After a chequered attendance at St Martin’s School of Art Lionel gave up on painting and joined the Communist Party and the left-wing Unity Theatre. He was poached by Joan Littlewood to stage manage at the Theatre Royal Stratford East and began to write songs for her shows and for British pop stars. He wrote Living Doll, the No 1 hit for Cliff Richard, and began the earning power that would take him into making £16 every minute – yes I’ve been googling – and when Oliver! was a hit on Broadway and became a masterly film version, he became known as the father of the British musical.
His descent into alcoholism and penury resembled Oliver Twist’s story in reverse. He bought houses and threw cocaine-fuelled parties. Hangers on bled him dry. At one point he sold the rights to Oliver! to his friend Max Bygraves for £350. Bygraves sold them on, weeks later, for £250,000. Some friend.
Cameron Mackintosh gave Bart a generous profit share on the Oliver! revivals and he recovered his sobriety, with the help of true friends such as Barry Humphries and John Gorman but lost the battle to save his diseased liver and died at 65. He was loved by all who stuck by him and his legacy was my joy last weekend in the stalls.
I must mention of Simon Lipkin’s Fagin in respect of my earlier conjecture about playing the stereotypical Jew. His Fagin is assimilated. There are no putty noses or greasy hair and no toe-squirming accent. Mr Lipkin goes instead for a disingenuous, piratical, mercurial eccentricity that is utterly real, multi-layered and gloriously funny. His movements are those of a dancer – the director is the great dance pioneer Matthew Bourne of Swan Lake fame – and his fingers and eyes are as expressive as those of Marcel Marceau, another great Jewish hero of mine, and a hero of the French Resistance. Lipkin’s performance alone, made this old thespian, who, frankly, is often disappointed in big musicals, very happy.

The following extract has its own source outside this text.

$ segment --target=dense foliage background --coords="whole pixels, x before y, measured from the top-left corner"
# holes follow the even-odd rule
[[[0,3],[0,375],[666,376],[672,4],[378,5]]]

Kenneth Tynan once wrote of Sir Laurence Olivier that in everyday life he spent 30 seconds summing up what you wanted him to be and ten seconds becoming it. Lipkin’s performance, the way he became braggart, avuncular, cowardly, Withnail and I or childlike, dependent on whom he was addressing, brought into my mind “Sir” as I knew Olivier, whom I also watched with awe at close quarters. He was an early influencer and in our business, you gotta pick a pocket or two.
Once, remorseful that I was working when my mother Zelma was visiting, I bought her and a friend tickets for a must-see musical. It may have been The Phantom of the Opera, in its earliest days but I know it cost more than her first trip to Rimini. Afterwards back home I asked if she had enjoyed it. “Mmm…” She was not going to give me the satisfaction. “It was good but… you know… well it was a musical. Far fetched.”
When My Fair Lady was at its height on Broadway and you couldn’t get a ticket if you sold your kidney, a man in the front stalls noticed an empty seat by a fancily dressed elderly woman. He asked her why she had no one in the seat beside her.
“Oh”, she replied. “I booked them months ago. But my husband’s passed away.”
“I’m so sorry,” said the man. “Couldn’t you have asked a friend to come with you?”
“Not really,” she mused. “They’re all at the funeral.”